The mess that is the new federal flood insurance law has claimed another local casualty Lycoming County's planned reassessment.
The Lycoming County commissioners last week suspended the reassessment due to uncertainties created by the impact of the Biggert-Waters Flood Insurance Reform Act of 2012 on the value of affected properties.
The suspension is wise action. The flood insurance changes are so radical that a reassessment at this time would pardon the pun carry no value.
If the act is not repealed, the implications the drastic flood rate increases will have on properties would completely change the worth of those properties. That, in turn, would change the worth of even those properties not directly impacted by the flood insurance rate changes.

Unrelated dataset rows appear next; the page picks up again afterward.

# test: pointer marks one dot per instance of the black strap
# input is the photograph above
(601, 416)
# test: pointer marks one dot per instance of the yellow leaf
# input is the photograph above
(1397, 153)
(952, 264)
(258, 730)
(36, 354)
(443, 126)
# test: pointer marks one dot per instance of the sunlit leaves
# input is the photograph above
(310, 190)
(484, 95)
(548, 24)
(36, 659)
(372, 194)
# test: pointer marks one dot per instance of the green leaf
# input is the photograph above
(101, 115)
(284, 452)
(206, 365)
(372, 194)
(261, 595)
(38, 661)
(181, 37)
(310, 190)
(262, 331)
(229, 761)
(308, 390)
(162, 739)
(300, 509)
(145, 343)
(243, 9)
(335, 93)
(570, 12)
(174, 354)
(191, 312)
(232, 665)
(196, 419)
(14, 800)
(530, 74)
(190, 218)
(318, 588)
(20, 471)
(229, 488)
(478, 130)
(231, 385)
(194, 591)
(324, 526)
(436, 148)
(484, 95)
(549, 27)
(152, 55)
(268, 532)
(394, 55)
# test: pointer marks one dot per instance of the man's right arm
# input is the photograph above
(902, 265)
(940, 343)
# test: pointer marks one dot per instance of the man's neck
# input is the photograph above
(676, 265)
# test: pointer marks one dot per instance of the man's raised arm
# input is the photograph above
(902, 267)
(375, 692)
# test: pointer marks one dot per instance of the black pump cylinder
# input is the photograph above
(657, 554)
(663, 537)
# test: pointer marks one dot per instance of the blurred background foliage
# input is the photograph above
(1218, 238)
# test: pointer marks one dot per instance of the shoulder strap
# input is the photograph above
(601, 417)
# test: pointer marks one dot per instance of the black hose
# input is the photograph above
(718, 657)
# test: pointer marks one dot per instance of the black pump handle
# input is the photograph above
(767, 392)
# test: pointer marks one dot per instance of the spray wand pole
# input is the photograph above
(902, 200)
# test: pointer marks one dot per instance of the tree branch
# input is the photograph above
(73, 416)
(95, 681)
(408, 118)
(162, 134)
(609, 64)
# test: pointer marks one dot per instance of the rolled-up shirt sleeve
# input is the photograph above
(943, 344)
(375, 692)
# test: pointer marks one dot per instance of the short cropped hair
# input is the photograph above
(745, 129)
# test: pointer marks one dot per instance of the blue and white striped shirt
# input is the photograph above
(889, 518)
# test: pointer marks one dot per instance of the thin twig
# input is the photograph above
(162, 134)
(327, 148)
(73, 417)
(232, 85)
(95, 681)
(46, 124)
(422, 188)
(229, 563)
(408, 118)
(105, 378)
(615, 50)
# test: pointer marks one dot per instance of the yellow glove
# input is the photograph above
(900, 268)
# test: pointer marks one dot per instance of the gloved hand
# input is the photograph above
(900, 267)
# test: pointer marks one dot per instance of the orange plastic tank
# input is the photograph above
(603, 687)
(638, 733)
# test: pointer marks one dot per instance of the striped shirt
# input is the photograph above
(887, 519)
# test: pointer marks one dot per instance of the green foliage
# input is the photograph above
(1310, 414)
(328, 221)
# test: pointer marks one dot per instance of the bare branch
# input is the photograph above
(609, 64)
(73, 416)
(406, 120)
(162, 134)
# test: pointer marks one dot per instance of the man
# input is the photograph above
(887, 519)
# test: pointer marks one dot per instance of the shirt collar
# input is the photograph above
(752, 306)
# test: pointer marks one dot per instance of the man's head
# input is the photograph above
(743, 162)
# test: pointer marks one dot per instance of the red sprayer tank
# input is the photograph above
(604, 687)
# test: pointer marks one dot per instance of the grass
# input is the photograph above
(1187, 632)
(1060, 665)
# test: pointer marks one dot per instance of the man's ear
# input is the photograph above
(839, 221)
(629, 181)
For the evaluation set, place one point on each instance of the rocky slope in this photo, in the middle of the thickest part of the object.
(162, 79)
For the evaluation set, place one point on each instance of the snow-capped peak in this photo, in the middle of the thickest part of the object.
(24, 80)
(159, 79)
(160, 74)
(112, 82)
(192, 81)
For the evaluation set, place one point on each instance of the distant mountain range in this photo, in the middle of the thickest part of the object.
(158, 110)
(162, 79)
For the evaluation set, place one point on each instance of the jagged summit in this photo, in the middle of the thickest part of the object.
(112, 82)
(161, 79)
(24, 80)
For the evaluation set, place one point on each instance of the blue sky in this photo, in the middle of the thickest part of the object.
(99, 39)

In other words, every property in the county is affected by this act. And not favorably, we might add.
The county is due for a property reassessment. The last one was a decade ago, in 2004.
Reassessments are meant to re-establish valuation fairness and consistency among all real estate tax parcels. That won't be possible until there are firm ground rules for 5,355 properties in the county's flood plain, 10 percent of the county's parcels.
Chalk this up as just one more reason this act needs to be repealed quickly. We can't have legislation that ultimately may result in the abandonment of 10 percent of the county's properties due to whopping flood insurance rates that make the properties impossible to sell.
And remember, the same situation exists throughout much of the rest of the country. The reassessment can wait a little bit. The repeal of this atrocious piece of legislation cannot.